I set make_error to True. In that case, the tool responses indicate an error at every call. The model reports that back to the user.
What makes this unique?
Function calling is not unique to the Assistants API. Function calling is a feature of more recent GPT models, to allow those models to propose one or more function to call from your code. You can simply use the Chat Completion API to pass in your function descriptions in JSON.
If you use frameworks like Semantic Kernel or LangChain, you can use function calling with the abstractions that they provide. In most cases that means you do not have to create the function JSON description. Instead, you just write your functions in native code and annotate them as a tool or make them part of a plugin. You can then pass a list of tools to an agent or plugins to a kernel and you’re done!

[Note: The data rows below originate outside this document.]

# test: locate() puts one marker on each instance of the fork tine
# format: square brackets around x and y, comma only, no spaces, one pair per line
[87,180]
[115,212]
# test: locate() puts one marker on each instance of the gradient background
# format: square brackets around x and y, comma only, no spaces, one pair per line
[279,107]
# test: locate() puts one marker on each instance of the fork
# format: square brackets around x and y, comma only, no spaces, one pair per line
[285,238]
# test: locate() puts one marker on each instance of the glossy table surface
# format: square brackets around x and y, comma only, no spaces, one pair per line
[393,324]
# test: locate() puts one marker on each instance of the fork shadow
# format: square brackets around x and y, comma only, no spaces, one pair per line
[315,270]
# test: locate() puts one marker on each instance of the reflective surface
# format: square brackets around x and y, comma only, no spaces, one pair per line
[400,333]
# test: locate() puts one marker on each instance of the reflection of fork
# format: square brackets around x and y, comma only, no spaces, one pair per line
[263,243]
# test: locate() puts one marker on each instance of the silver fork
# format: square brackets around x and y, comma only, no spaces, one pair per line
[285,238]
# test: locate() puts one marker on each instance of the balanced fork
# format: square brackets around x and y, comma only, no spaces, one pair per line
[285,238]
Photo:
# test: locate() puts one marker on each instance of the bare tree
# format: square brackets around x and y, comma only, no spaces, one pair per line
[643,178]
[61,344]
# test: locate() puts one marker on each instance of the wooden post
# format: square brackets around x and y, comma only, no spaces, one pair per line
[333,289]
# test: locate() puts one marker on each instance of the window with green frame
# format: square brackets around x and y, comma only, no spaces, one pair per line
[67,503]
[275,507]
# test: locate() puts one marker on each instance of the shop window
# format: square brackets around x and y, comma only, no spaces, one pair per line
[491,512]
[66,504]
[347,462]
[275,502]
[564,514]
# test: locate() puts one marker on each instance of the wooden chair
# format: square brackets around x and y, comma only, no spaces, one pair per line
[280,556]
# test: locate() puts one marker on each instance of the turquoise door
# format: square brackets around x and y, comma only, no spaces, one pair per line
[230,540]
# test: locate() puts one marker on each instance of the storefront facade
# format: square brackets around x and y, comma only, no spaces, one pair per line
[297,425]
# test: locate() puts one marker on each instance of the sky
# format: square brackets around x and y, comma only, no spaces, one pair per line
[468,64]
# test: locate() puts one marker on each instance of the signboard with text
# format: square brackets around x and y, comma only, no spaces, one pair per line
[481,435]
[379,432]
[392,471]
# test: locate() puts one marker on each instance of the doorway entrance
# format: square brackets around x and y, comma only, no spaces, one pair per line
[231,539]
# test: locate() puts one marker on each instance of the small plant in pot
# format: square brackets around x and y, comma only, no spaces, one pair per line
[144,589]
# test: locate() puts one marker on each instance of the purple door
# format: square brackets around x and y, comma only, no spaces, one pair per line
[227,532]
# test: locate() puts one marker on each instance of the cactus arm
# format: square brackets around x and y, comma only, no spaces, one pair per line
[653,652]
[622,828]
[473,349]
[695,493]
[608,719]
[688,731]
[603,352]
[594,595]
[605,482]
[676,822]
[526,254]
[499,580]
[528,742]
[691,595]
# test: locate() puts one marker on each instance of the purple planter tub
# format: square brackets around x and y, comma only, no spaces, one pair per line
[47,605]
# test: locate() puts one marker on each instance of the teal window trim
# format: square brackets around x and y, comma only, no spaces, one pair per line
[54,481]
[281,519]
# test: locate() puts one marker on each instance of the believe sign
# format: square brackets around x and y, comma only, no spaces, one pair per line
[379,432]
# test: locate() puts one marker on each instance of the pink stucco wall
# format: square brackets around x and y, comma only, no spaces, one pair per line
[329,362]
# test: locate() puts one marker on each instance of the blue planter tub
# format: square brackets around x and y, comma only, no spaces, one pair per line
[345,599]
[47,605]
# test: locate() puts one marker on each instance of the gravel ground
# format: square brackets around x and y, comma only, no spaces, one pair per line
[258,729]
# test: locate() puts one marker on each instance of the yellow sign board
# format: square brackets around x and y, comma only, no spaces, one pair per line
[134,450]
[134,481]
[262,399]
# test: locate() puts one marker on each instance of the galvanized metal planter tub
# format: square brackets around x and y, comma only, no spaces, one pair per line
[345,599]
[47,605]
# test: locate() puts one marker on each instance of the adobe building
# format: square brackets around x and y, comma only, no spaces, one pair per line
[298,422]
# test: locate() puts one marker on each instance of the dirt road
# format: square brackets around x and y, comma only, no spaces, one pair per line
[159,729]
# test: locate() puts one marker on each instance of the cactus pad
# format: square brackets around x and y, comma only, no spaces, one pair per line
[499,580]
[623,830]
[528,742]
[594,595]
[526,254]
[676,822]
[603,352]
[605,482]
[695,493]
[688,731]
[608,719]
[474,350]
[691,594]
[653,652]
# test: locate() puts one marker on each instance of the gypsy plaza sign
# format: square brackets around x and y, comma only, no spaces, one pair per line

In fact, LangChain (and soon Semantic Kernel) already supports the Assistant API.
One of the advantages that the Assistants API has, is the ability to define all your functions within the assistant. You can do that with code but also via the portal. The Assistants API also makes it a bit simpler to process the tool responses although the difference is not massive.
Being able to test your functions in the Assistant Playground is a big benefit as well.
Conclusion
Function calling in the Assistants API is not very different from function calling in the Chat Completion API. It’s nice you can create and update your function definitions in the portal and directly try them in the chat panel. Working with the tool calls and tool responses is also a bit easier.